Marka Hukukunda Kazanılmış Hak Kavramı ve Uygulaması

I. Kazanılmış Hak Kavramı

Hak, hukuken korunan ve sahibine bu korunmadan yararlanma yetkisi tanıyan bir menfaattir. Kazanılmış (müktesep) haktan bahsedebilmek için objektif nitelikte soyut hakkın bir kişiye özgülenmiş, bağlanmış olması gerekir. Diğer bir deyişle kazanılmış hakkı, haktan ayıran; edinilmiş, elde edilmiş olmasıdır. Kazanılmış haklar; soyut hukuk kurallarının kişilere uygulanması sonucunda doğan öznel hukuki durumlar ile hukuka aykırı olmamakla birlikte belli koşullar altında hukuk düzeni tarafından hak doğurduğu kabul edilen fiili durumlarda bulunan kişilere, hakkının yerine getirilmesini isteme yetkisi vermektedir. Diğer yandan da Devlete ve üçüncü kişilere hak sahibinin hakkına saygı gösterme yükümlülüğü getirmektedir. Kazanılmış haklar, yürürlükte bulunan hukuka göre bireyler lehine oluşurlar ve kazanıldıktan sonra herhangi bir kanun ya da idari işlemle ortadan kaldırılamazlar. Kazanılmış hak kavramı, gerek genel hukuk kuramı gerekse kamu hukukunun birçok alanıyla kesişmekte ve iç içe geçmektedir.

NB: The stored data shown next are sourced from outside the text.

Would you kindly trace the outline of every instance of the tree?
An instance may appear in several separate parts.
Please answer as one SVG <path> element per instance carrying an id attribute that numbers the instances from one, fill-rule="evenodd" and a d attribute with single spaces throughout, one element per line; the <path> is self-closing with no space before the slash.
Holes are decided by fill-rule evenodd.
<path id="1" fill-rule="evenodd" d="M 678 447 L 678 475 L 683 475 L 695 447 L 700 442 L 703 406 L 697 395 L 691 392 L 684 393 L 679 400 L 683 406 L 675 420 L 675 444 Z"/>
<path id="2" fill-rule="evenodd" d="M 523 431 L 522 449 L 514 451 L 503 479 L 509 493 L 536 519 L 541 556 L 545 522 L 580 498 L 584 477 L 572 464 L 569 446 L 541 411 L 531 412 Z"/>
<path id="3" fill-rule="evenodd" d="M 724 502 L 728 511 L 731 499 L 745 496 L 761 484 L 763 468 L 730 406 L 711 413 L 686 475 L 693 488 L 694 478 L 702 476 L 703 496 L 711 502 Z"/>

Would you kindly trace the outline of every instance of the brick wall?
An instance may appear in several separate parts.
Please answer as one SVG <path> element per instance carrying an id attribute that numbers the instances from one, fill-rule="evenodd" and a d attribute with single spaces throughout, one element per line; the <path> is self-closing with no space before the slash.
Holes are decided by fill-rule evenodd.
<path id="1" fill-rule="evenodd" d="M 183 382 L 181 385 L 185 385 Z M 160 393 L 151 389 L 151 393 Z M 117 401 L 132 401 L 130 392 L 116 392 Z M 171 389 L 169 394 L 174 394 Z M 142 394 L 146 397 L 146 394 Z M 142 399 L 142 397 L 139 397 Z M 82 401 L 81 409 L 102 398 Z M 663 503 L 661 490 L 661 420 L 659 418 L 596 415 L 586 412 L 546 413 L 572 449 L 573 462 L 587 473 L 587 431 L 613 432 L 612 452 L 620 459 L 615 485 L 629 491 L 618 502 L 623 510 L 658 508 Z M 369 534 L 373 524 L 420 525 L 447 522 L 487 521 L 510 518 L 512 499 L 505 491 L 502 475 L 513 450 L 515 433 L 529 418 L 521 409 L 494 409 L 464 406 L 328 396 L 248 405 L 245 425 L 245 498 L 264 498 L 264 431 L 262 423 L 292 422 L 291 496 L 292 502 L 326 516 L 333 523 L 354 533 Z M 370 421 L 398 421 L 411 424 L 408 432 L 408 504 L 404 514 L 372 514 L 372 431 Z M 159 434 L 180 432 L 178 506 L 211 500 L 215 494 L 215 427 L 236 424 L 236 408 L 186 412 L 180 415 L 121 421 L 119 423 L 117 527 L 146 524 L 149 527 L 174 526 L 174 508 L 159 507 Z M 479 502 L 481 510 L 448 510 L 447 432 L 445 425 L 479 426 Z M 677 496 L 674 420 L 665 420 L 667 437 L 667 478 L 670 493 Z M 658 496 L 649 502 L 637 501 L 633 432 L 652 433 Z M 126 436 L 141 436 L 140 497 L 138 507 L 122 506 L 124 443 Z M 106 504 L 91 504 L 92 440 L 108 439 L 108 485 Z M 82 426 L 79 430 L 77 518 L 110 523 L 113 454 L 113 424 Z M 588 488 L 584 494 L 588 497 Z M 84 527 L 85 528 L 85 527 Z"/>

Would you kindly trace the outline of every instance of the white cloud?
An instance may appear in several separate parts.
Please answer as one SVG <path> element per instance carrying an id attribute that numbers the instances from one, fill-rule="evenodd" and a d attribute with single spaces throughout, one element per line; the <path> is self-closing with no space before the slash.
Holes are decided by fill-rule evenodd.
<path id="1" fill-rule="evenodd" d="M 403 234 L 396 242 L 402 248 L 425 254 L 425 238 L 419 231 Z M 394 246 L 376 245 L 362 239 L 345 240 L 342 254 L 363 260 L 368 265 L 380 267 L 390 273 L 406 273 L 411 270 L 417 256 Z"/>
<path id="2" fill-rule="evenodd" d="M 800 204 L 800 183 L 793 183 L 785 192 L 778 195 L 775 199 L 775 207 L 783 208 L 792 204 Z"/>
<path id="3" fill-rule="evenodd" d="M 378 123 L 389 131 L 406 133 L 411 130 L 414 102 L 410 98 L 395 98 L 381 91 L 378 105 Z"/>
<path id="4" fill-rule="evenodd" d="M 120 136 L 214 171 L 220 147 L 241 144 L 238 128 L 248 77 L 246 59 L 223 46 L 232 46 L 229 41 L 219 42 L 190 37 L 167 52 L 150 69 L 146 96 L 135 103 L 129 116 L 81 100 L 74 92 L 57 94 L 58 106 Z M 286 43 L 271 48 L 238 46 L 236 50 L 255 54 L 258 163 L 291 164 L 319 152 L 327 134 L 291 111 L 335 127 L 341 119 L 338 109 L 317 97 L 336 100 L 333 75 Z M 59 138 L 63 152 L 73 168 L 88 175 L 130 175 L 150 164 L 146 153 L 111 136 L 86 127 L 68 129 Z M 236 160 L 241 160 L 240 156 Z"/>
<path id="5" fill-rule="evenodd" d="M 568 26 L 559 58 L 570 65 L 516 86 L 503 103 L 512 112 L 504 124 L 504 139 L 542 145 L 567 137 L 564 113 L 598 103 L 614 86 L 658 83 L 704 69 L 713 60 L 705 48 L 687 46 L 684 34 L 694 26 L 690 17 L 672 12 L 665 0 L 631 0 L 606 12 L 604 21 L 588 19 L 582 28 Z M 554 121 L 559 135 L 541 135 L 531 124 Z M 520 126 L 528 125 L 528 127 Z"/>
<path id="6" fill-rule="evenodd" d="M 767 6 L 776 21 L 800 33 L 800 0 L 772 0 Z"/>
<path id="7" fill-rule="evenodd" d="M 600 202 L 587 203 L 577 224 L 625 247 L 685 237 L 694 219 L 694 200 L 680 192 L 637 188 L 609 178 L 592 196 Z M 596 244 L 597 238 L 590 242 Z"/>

II. Marka Hukukunda Kazanılmış Hak

Marka hukukunda kazanılmış hak müessesi, Türkiye’de çokça uygulama alanı olan ve aynı zamanda tartışmalı alanlardan birisi konumundadır. 6769 sayılı Sınai Mülkiyet Kanunu (SMK)’ nda açıkça düzenlenmemiş, Türk Patent ve Marka Kurumu tarafından ilan edilen Marka İnceleme Kılavuzunda yer almamış, Türk Patent Yeniden İnceleme ve Değerlendirme Kurulu (YİDK) kararlarıyla şekillenmiş ve büyük ölçüde Yüksek Mahkeme tarafından ortaya konmuş ilkeleri temel alarak oluşmuştur. Bu çalışmada marka hukukunda kazanılmış hak kavramı incelenerek uygulamadan örnekler verilecektir.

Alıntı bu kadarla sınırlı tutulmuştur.